5 Proofreading enzymes

Figure 5.1: Sebastian Sprudelwasser, on his way to a Berlin Rave. By Anne Kathrine Wiborg Runge

Figure 5.2: Example of a smiley plot of a double stranded library amplified after adapter ligation with a proofreading NEBNext Ultra II Q5 Master polymerase. Data taken from library HH06D of (Cai et al. 2022). Damage data generated using DamageProfiler and plotted using R and tidyverse packages (Wickham et al. 2019).

Sometimes the type of polymerase you use during library construction will influence the type of damage pattern you will receive.

In the example above, Cai et al. (2022) found a funny smiley plot, where while the 3’ G to A patterns look like a classic non-UDG (i.e. non-USER treated, thus retaining damage) plot, the frequency of C to T on the 5’ end was extremely reduced. This is because of the choice of polymerase used during library amplification was not conductive to the nature of ancient DNA.

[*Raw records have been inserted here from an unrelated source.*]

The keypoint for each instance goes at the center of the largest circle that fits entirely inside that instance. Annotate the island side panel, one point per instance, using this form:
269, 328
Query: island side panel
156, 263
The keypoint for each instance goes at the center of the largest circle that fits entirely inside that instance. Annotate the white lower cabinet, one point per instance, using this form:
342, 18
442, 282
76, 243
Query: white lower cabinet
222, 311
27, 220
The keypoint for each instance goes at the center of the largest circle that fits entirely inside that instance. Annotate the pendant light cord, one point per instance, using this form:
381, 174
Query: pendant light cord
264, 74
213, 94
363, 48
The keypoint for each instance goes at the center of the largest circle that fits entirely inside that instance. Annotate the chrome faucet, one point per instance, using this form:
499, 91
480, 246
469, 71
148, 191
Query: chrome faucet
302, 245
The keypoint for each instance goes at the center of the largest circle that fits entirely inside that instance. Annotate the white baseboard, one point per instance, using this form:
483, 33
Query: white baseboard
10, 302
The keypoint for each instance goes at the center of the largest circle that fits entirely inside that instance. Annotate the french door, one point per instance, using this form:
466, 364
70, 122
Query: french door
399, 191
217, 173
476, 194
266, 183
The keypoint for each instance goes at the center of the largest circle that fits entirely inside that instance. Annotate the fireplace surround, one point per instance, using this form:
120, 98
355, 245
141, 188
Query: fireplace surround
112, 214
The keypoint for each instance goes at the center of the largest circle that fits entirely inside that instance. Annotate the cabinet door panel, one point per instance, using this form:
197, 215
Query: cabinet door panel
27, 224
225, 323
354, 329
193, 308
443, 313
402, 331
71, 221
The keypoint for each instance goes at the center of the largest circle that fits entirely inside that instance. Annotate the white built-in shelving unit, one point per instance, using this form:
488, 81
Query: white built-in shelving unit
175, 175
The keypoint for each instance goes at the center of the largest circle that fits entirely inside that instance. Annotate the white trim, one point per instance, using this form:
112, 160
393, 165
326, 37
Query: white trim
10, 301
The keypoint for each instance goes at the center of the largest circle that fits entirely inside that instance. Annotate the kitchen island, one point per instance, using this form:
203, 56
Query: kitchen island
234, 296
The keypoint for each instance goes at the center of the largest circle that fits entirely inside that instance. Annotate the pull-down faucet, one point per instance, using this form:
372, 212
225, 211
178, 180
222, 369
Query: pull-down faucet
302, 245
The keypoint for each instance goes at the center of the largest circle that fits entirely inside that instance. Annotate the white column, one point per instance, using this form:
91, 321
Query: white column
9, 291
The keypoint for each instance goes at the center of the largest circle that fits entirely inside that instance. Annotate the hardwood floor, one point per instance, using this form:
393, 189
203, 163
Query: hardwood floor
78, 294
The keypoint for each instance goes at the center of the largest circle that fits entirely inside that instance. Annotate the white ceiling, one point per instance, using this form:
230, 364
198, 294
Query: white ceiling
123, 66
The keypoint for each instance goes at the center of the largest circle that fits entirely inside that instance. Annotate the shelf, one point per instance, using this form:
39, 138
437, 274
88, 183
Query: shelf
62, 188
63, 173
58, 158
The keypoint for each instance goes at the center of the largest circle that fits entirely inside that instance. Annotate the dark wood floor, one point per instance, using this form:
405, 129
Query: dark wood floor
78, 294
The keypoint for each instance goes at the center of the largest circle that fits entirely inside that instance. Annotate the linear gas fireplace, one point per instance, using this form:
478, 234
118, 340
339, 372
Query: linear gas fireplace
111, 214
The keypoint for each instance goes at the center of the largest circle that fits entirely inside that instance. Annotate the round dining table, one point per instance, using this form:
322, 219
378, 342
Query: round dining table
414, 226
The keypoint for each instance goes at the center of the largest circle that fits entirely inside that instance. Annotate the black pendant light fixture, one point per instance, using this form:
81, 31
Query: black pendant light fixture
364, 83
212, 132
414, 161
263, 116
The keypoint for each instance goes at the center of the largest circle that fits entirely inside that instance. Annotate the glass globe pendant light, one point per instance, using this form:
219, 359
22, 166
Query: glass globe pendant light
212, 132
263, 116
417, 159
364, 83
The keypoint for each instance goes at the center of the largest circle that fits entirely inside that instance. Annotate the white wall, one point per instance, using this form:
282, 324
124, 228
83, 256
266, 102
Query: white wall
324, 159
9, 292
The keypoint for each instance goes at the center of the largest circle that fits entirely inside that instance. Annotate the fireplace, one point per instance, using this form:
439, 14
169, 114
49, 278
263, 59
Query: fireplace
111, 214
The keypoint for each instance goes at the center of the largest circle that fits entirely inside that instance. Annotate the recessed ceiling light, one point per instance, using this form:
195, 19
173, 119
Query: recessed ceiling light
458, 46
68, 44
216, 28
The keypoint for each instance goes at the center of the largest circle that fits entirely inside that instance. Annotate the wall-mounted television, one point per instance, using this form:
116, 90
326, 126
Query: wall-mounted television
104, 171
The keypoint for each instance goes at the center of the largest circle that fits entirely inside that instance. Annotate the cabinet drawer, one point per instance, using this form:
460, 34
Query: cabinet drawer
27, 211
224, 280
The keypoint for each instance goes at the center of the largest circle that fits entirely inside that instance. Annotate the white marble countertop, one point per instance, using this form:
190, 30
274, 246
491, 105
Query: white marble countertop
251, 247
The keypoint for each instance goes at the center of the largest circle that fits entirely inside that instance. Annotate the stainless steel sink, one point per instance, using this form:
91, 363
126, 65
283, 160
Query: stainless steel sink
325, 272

In this paper, the Q5® High-Fidelity DNA Polymerase was as the polymerase for the intial amplification after adapter ligation. This polymerase has no tolerance for uracils.

During amplification, when it encounters a uracil, it cannot proceed with extending the newly forming complement strand. As the original strand with the uracil will not be copied. Thus the C-to-T deamination at the 5’ termini of the reads will be absent in the plot.

In contrast, the original complementary DNA strand (that contains the adenine opposite uracil), which is filled-in by T4 DNA polymerase during the blunt-ending step of the double-stranded library preparation (Briggs et al. 2007), will still be amplified by the Q5 polymerase. This means the G-to-A misincorporation pattern is retained in 3’ termini of the reads, even if the damage signal were lost on the first strand.

While having a low error rate is great for modern genomics, this can be less optimal for preserving ancient DNA damage for profiling later on. Furthermore, you may have lost a fraction of true ancient DNA reads (those that have uracils in both strands).

In the case of this particular enzyme, it may not too much of a problem to prove authenticity visually as you retain the damage signal on the 3’. However this may be problematic for downstream aDNA validation tools that may have an expected ‘model’ of ancient DNA damage.

Tip

The choice of enzyme only matters during the first amplification after adapter ligation. At subsequent amplifications, the (misincorporated) thymines have already been integrated into the template molecules, so it doesn’t matter which enzyme you use.